U.S. economy charges forward
Author: Portfolio Specialist Group
April 30, 2018
AGF Weekly Perspectives
“A recap of last week’s top economic news and what’s to come”
U.S. GDP surprises to the upside
- The U.S. economy expanded at a 2.3% annualized pace in the first quarter of 2018. While GDP decelerated from 2.9% in the prior quarter, the results were better than expected considering Q1 data tends to lag the rest of the year due to seasonal adjustments.
- Business investment supported the gain, rising 7.3% in part to a double-digit jump in nonresidential structures. Exports were also a source of growth, moving 4.8% higher in the quarter to reflect improved competitiveness in the U.S.
- Consumer spending slowed to its weakest pace in five years with only 1.1% growth from the prior quarter, though much of the slow-down could be attributed to artificially elevated levels last year brought on by hurricane-related rebuilding.
European Central Bank maintains a restrained stance
- The European Central Bank left policy rates unchanged as widely expected, with the attention of investors mostly focused on accompanying statements.
- President Mario Draghi was discreet in guidance towards future plans, as his comments mirrored prior statements and downplayed recent softness in economic data.
- Draghi says rates will stay put “for an extended period of time” and well past the horizon of asset purchases. The current €30 billion of monthly stimulus is scheduled to end in September, though Draghi has maintained the central bank will extend if needed to ensure inflation reaches a sustained level.
Bank of Japan holds, economic data mixed
- The Bank of Japan (BoJ) held policy rates at current levels in an 8-1 vote. In a surprising move, however, the BoJ pulled its previously publicized timeline for reaching its 2% inflation target in an effort to prevent markets from betting on additional easing in instances where the central bank pushed back timing.
- In other Japanese data reported, industrial production doubled expectations with a 1.2% gain in March to improve annualized growth to 2.2%. Retail sales fell 0.7% in March, slowing year-over-year growth to 1.0%.
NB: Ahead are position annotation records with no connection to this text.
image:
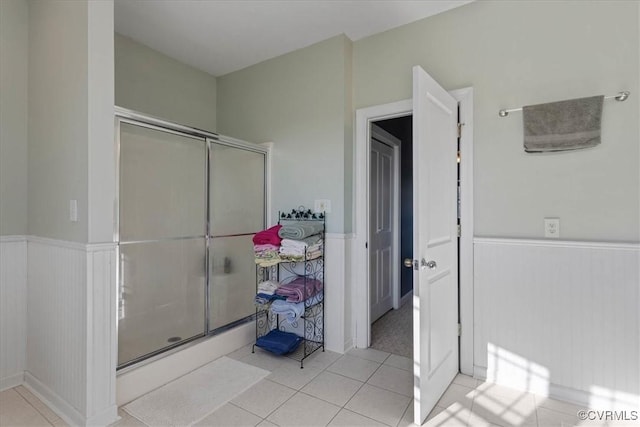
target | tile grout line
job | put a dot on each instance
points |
(35, 408)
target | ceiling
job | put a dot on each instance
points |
(221, 36)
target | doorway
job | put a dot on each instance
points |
(392, 329)
(364, 116)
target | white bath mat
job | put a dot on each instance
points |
(192, 397)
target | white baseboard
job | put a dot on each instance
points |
(58, 405)
(348, 345)
(577, 397)
(11, 381)
(406, 298)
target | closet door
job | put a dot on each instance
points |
(162, 227)
(236, 213)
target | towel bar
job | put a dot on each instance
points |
(621, 96)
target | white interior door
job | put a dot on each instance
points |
(381, 229)
(435, 276)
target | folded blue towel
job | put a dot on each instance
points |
(279, 342)
(291, 311)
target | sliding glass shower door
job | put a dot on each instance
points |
(189, 205)
(237, 212)
(162, 226)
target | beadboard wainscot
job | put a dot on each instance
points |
(559, 318)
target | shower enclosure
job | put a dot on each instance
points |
(189, 202)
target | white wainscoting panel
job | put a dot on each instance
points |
(71, 329)
(13, 310)
(559, 318)
(102, 339)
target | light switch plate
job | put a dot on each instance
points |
(322, 205)
(552, 228)
(73, 210)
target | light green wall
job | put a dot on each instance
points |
(522, 53)
(152, 83)
(298, 101)
(14, 46)
(58, 118)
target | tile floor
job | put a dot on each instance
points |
(361, 388)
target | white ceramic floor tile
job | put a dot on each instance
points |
(549, 418)
(400, 362)
(127, 420)
(229, 415)
(16, 411)
(557, 405)
(241, 352)
(263, 359)
(455, 415)
(321, 359)
(346, 418)
(291, 375)
(500, 406)
(465, 380)
(457, 394)
(304, 410)
(333, 388)
(407, 417)
(393, 379)
(369, 354)
(263, 398)
(44, 410)
(382, 405)
(354, 367)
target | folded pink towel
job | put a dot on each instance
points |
(300, 289)
(265, 247)
(268, 236)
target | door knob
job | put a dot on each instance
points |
(431, 265)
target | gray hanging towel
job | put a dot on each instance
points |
(564, 125)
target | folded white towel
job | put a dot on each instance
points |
(267, 287)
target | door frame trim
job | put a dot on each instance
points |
(361, 327)
(388, 139)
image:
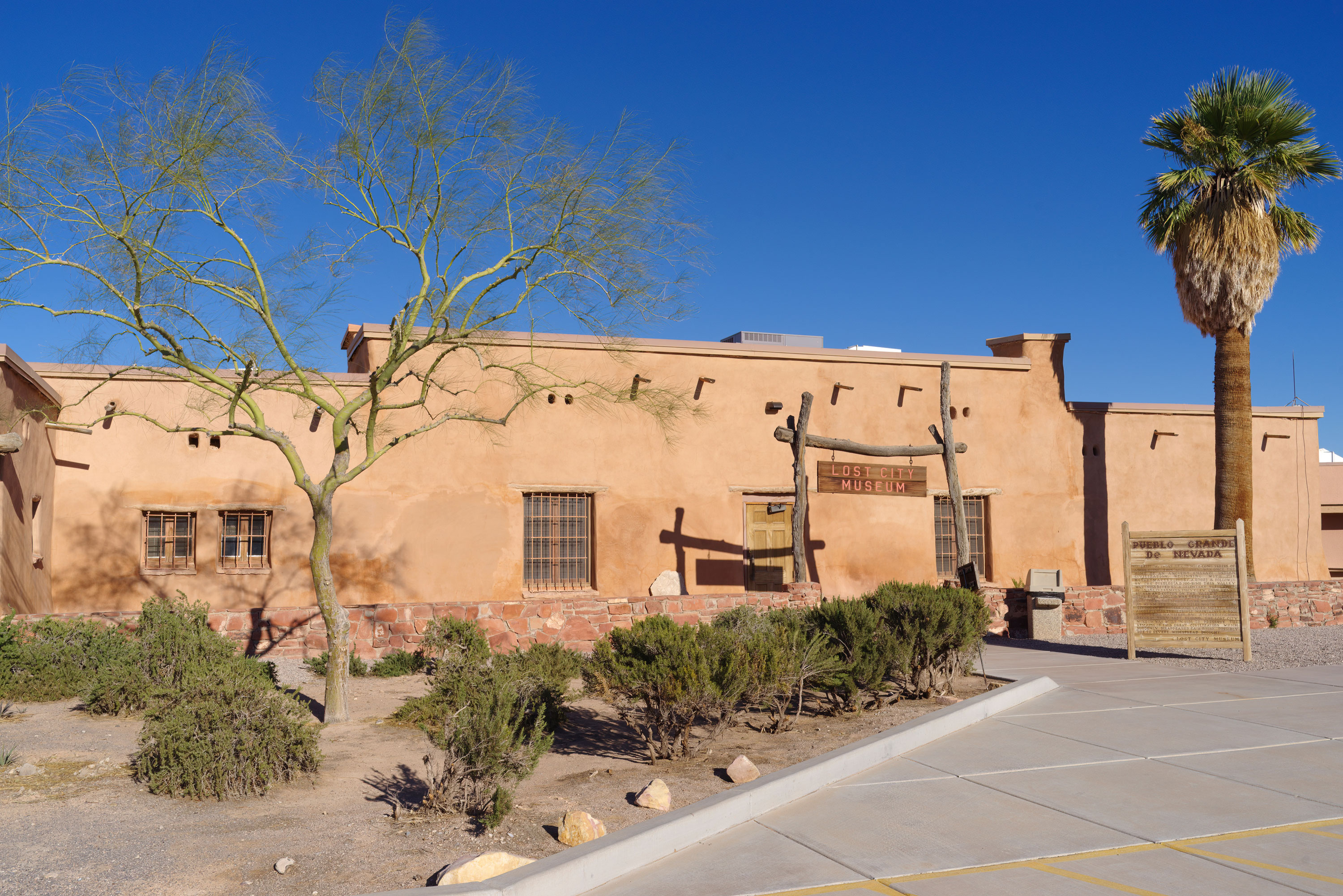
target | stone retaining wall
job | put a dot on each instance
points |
(1099, 609)
(574, 621)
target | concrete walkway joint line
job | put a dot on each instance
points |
(599, 862)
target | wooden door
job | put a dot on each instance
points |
(769, 546)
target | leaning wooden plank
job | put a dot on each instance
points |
(800, 492)
(785, 434)
(1130, 620)
(1243, 577)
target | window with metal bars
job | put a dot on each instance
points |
(245, 541)
(556, 543)
(945, 534)
(170, 541)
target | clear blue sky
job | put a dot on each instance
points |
(916, 176)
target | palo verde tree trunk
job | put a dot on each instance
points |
(1235, 437)
(339, 645)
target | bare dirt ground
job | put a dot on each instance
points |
(105, 835)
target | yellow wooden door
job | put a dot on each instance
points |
(769, 547)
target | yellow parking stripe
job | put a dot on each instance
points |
(875, 886)
(1255, 864)
(1099, 882)
(1052, 866)
(1325, 833)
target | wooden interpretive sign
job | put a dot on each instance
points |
(872, 479)
(1186, 589)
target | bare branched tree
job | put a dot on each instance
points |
(154, 206)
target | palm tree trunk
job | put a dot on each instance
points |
(1235, 438)
(334, 614)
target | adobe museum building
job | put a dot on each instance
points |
(555, 527)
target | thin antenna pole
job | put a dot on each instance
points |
(1296, 399)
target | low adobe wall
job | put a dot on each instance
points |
(381, 628)
(1100, 609)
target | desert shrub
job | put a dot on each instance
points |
(804, 656)
(540, 678)
(230, 734)
(446, 637)
(317, 666)
(868, 649)
(399, 663)
(941, 627)
(554, 661)
(57, 659)
(661, 678)
(174, 648)
(492, 730)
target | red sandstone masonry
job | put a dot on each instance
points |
(1099, 609)
(378, 629)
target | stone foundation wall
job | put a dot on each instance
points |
(1100, 609)
(574, 621)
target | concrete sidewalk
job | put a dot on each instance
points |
(1137, 773)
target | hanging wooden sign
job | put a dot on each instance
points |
(872, 479)
(1186, 589)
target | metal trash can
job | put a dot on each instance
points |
(1045, 605)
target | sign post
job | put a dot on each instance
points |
(1186, 589)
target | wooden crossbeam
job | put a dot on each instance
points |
(785, 434)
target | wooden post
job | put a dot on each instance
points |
(1130, 623)
(800, 490)
(949, 459)
(1243, 592)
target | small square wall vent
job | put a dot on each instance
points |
(748, 337)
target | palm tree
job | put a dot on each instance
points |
(1239, 145)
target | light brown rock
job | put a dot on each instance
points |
(743, 770)
(470, 870)
(668, 585)
(654, 796)
(578, 828)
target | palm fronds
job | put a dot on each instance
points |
(1241, 143)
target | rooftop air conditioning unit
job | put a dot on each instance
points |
(747, 337)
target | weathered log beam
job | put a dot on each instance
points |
(785, 434)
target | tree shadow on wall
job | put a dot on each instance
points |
(107, 573)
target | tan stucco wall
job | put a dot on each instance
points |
(441, 518)
(1331, 496)
(26, 476)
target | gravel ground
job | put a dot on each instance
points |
(1272, 649)
(291, 671)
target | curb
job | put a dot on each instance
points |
(599, 862)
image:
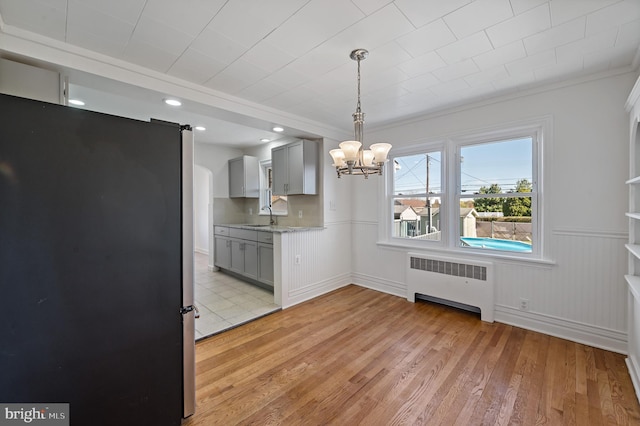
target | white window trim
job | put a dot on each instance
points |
(541, 130)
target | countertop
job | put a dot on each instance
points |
(272, 228)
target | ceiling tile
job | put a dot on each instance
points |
(386, 56)
(267, 56)
(288, 77)
(128, 11)
(587, 45)
(560, 70)
(515, 82)
(520, 6)
(448, 88)
(187, 16)
(420, 82)
(501, 55)
(421, 12)
(321, 60)
(249, 21)
(563, 11)
(152, 32)
(148, 55)
(629, 34)
(456, 70)
(487, 76)
(374, 31)
(556, 36)
(530, 63)
(477, 16)
(422, 64)
(195, 66)
(93, 42)
(466, 48)
(427, 38)
(215, 45)
(261, 91)
(83, 21)
(316, 22)
(371, 6)
(520, 26)
(236, 77)
(42, 17)
(613, 16)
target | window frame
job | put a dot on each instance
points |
(538, 129)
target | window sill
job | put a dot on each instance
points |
(468, 253)
(263, 213)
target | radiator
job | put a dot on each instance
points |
(454, 280)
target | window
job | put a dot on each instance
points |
(278, 203)
(417, 193)
(469, 193)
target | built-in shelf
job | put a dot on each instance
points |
(634, 249)
(634, 285)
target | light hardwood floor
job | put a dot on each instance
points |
(357, 356)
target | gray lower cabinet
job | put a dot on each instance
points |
(245, 252)
(222, 247)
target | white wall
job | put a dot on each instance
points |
(583, 295)
(201, 198)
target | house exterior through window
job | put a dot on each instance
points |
(476, 192)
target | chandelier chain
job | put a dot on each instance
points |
(358, 104)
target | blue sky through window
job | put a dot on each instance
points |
(503, 162)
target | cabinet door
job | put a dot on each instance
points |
(280, 170)
(236, 178)
(222, 252)
(237, 256)
(295, 166)
(265, 263)
(251, 259)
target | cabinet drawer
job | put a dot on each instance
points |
(265, 237)
(243, 234)
(221, 230)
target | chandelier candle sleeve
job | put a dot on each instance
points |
(350, 158)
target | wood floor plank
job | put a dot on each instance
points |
(360, 357)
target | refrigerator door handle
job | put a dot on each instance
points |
(187, 309)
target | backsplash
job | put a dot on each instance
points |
(236, 210)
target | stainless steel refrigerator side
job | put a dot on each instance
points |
(188, 319)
- The jobless rate was unchanged in March at 2.5%, holding 25-year lows, as over 66 million people are currently employed in Japan.
Other economic news
- U.S. existing home sales rose 1.1% in March, with positive gains in both single-family units (0.6%) and condos (5.2%). Inventory volumes recorded a 7.2% decline in listings from a year ago as homes stayed on the market for an average of 30 days in March. Tight inventories also impacted new home sales, which reached a four-month high in March with a 4.0% gain.
- The Eurozone Manufacturing PMI fell to 14-month lows in April with a 0.6 decline to 56.0, though activity remains well within expansionary territory. Meanwhile, manufacturing activity in the U.S. reached a three-and-a-half year high of 56.5 as output and new orders advanced. In Japan, the Manufacturing PMI ticked up slightly to 53.3 in April, from 53.1 previously.
What’s to come
U.S.employment highlights a busy week
- U.S. payroll data is expected to rebound after a disappointing result in the prior month. The U.S. Federal Reserve is also set to meet during the week, though rates are expected hold steady until June. Canada will report GDP data on Tuesday, followed by eurozone GDP on Wednesday.